A successful concentration operation is far more than simply reducing volume. Key points for process optimization include: precisely controlling transmembrane pressure and feed flow rate to balance filtration efficiency while minimizing concentration polarization and membrane fouling; selecting appropriate membrane material and pore size to ensure high virus retention and permeate flux; and finding the optimal balance among virus recovery, concentration factor, and processing time. The concentrated viral suspension not only achieves a significantly higher titer but also attains preliminary purification by removing a large portion of water-soluble impurities. This provides the necessary volume and concentration foundation for subsequent critical refinement steps, such as chromatography and nuclease treatment, making concentration a central efficiency hub in the entire downstream process.
Secondary diafiltration is a critical step in vaccine downstream purification, positioned after fine purification and before formulation. It is typically carried out following chromatography and nuclease treatment. Its core purpose is not initial concentration, but system exchange and precise adjustment of the final formulation conditions. The process is performed in a tangential flow ultrafiltration (TFF) system, where fresh, clean formulation buffer is continuously added to the circulating concentrated viral solution, while the original solvent and small-molecule impurities are removed. This operation effectively and gently eliminates residual salts, organic solvents, nuclease degradation products, and trace soluble impurities remaining from the purification process.
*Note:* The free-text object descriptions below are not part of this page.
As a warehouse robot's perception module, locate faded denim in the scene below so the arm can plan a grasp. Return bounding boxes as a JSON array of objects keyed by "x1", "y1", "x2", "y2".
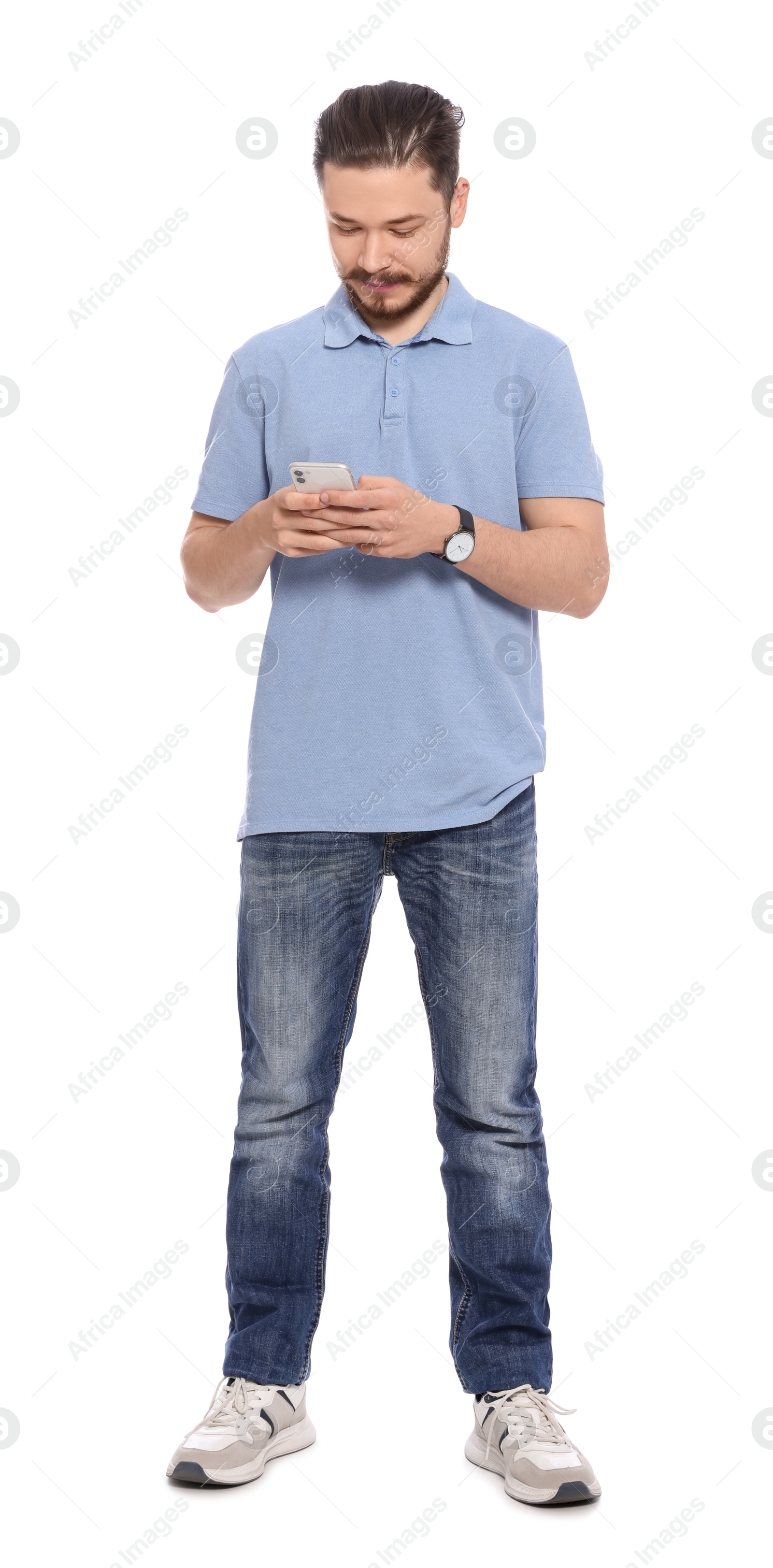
[{"x1": 223, "y1": 781, "x2": 552, "y2": 1394}]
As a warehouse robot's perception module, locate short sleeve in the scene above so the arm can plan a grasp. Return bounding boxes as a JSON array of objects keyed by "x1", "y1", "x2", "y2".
[
  {"x1": 193, "y1": 358, "x2": 271, "y2": 522},
  {"x1": 516, "y1": 342, "x2": 603, "y2": 503}
]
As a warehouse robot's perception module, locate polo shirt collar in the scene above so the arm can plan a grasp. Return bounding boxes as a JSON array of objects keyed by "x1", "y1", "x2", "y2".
[{"x1": 321, "y1": 273, "x2": 475, "y2": 348}]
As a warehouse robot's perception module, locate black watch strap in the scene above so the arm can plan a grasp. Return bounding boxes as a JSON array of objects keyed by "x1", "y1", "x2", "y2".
[{"x1": 431, "y1": 502, "x2": 475, "y2": 561}]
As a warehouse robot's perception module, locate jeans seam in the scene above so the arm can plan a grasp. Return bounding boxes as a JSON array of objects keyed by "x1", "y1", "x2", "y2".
[
  {"x1": 415, "y1": 947, "x2": 472, "y2": 1393},
  {"x1": 300, "y1": 877, "x2": 383, "y2": 1383}
]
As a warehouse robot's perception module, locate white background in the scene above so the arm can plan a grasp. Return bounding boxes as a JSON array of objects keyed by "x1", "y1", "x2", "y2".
[{"x1": 0, "y1": 0, "x2": 773, "y2": 1568}]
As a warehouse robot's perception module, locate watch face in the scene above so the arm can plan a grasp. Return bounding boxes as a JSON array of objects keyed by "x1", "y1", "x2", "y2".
[{"x1": 445, "y1": 529, "x2": 475, "y2": 563}]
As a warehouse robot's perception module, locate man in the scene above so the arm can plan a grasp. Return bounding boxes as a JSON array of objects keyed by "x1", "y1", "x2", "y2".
[{"x1": 168, "y1": 82, "x2": 608, "y2": 1505}]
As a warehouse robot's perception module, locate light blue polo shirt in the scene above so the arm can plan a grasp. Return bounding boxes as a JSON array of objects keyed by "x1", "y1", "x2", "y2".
[{"x1": 193, "y1": 274, "x2": 603, "y2": 839}]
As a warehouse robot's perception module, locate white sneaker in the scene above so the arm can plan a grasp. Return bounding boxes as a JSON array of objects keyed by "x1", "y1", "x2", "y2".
[
  {"x1": 464, "y1": 1383, "x2": 601, "y2": 1507},
  {"x1": 166, "y1": 1377, "x2": 317, "y2": 1486}
]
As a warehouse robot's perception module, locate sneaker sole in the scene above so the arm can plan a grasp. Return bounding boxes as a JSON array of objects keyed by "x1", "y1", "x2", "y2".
[
  {"x1": 166, "y1": 1416, "x2": 317, "y2": 1486},
  {"x1": 464, "y1": 1432, "x2": 601, "y2": 1509}
]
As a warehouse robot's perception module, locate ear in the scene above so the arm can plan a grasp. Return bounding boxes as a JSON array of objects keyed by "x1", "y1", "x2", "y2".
[{"x1": 450, "y1": 179, "x2": 471, "y2": 229}]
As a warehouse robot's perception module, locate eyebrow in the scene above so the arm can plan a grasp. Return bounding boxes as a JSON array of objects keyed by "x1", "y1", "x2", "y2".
[{"x1": 324, "y1": 212, "x2": 425, "y2": 229}]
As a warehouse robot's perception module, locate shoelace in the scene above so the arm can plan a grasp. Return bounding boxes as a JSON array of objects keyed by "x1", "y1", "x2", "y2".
[
  {"x1": 200, "y1": 1377, "x2": 279, "y2": 1432},
  {"x1": 486, "y1": 1383, "x2": 574, "y2": 1458}
]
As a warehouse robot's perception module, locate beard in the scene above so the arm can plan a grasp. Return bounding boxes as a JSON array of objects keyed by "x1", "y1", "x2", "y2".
[{"x1": 342, "y1": 224, "x2": 452, "y2": 321}]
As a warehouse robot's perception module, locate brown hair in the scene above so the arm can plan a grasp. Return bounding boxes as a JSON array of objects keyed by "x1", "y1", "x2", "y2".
[{"x1": 314, "y1": 82, "x2": 464, "y2": 205}]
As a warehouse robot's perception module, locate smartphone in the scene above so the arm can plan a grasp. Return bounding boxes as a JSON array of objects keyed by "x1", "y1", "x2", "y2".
[{"x1": 290, "y1": 462, "x2": 358, "y2": 495}]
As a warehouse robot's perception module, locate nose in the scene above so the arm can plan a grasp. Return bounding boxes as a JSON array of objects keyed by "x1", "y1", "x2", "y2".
[{"x1": 358, "y1": 230, "x2": 394, "y2": 273}]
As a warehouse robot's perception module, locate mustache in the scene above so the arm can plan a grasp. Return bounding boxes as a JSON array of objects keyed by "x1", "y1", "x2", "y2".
[{"x1": 344, "y1": 267, "x2": 415, "y2": 284}]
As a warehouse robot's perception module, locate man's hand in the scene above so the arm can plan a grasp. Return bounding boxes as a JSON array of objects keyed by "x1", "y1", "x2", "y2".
[
  {"x1": 260, "y1": 485, "x2": 357, "y2": 555},
  {"x1": 291, "y1": 474, "x2": 459, "y2": 560}
]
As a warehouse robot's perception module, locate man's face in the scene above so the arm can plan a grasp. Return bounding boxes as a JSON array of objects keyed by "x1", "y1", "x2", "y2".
[{"x1": 321, "y1": 163, "x2": 469, "y2": 323}]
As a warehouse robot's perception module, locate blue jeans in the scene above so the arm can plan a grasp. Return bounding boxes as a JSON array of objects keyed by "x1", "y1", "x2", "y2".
[{"x1": 223, "y1": 782, "x2": 552, "y2": 1394}]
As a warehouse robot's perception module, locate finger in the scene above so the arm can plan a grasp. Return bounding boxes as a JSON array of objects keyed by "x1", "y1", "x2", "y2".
[
  {"x1": 320, "y1": 491, "x2": 372, "y2": 511},
  {"x1": 318, "y1": 529, "x2": 386, "y2": 550},
  {"x1": 282, "y1": 489, "x2": 320, "y2": 511},
  {"x1": 307, "y1": 506, "x2": 397, "y2": 533},
  {"x1": 274, "y1": 529, "x2": 340, "y2": 555},
  {"x1": 358, "y1": 474, "x2": 395, "y2": 489}
]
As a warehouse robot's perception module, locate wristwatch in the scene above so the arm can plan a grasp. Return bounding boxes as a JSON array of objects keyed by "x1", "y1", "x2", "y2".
[{"x1": 431, "y1": 502, "x2": 475, "y2": 566}]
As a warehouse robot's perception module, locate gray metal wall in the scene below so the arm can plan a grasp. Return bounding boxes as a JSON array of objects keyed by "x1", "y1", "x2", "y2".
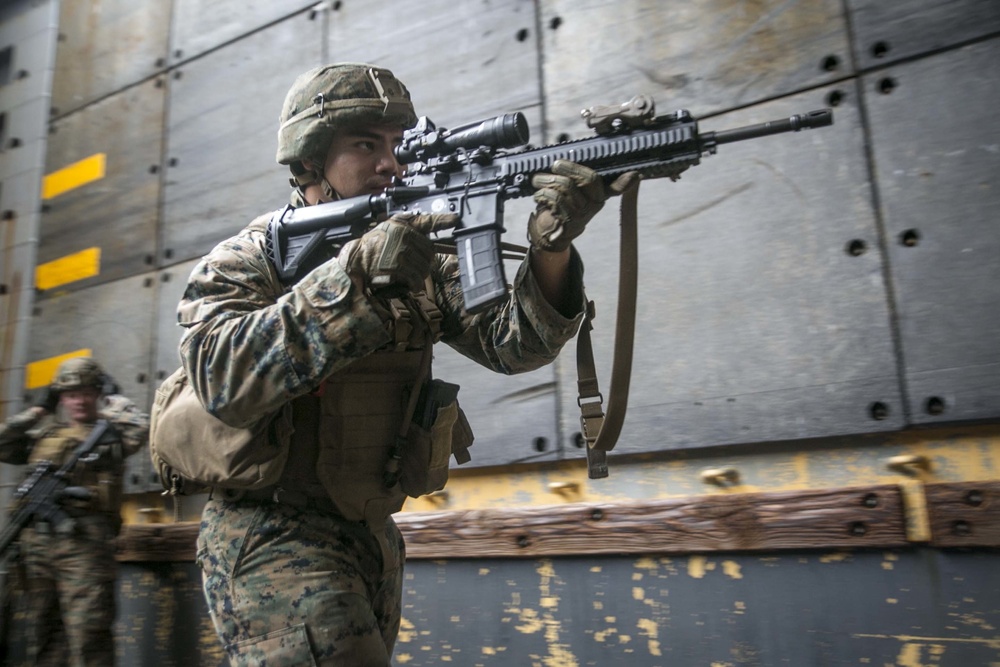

The key is to maintain constant volume or apply minor concentration adjustments to ensure that the virus concentration meets formulation specifications. For fragile, enveloped viruses such as bovine infectious rhinotracheitis virus (IBRV), the gentle hydrodynamic environment of secondary diafiltration is crucial for preserving particle integrity and immunogenicity. Ultimately, this step provides a solid foundation for subsequent inactivation (if required), adjuvant or stabilizer addition, and final filling, ensuring that the final product enters the formulation with defined components, uniform conditions, and good compatibility. It is therefore one of the core steps for ensuring vaccine safety, stability, and batch-to-batch consistency.
IBRV is an enveloped, double-stranded linear DNA virus with an approximately spherical envelope. Mature IBRV particles have a diameter of about 160–230 nm. Accordingly, using 100, 300, or 500 kDa ultrafiltration membranes can retain IBRV while removing some contaminating proteins. The ultrafiltration recovery rate of Jiuling Technology membrane cassettes varies with the type of feed material, but generally reaches 90–95%.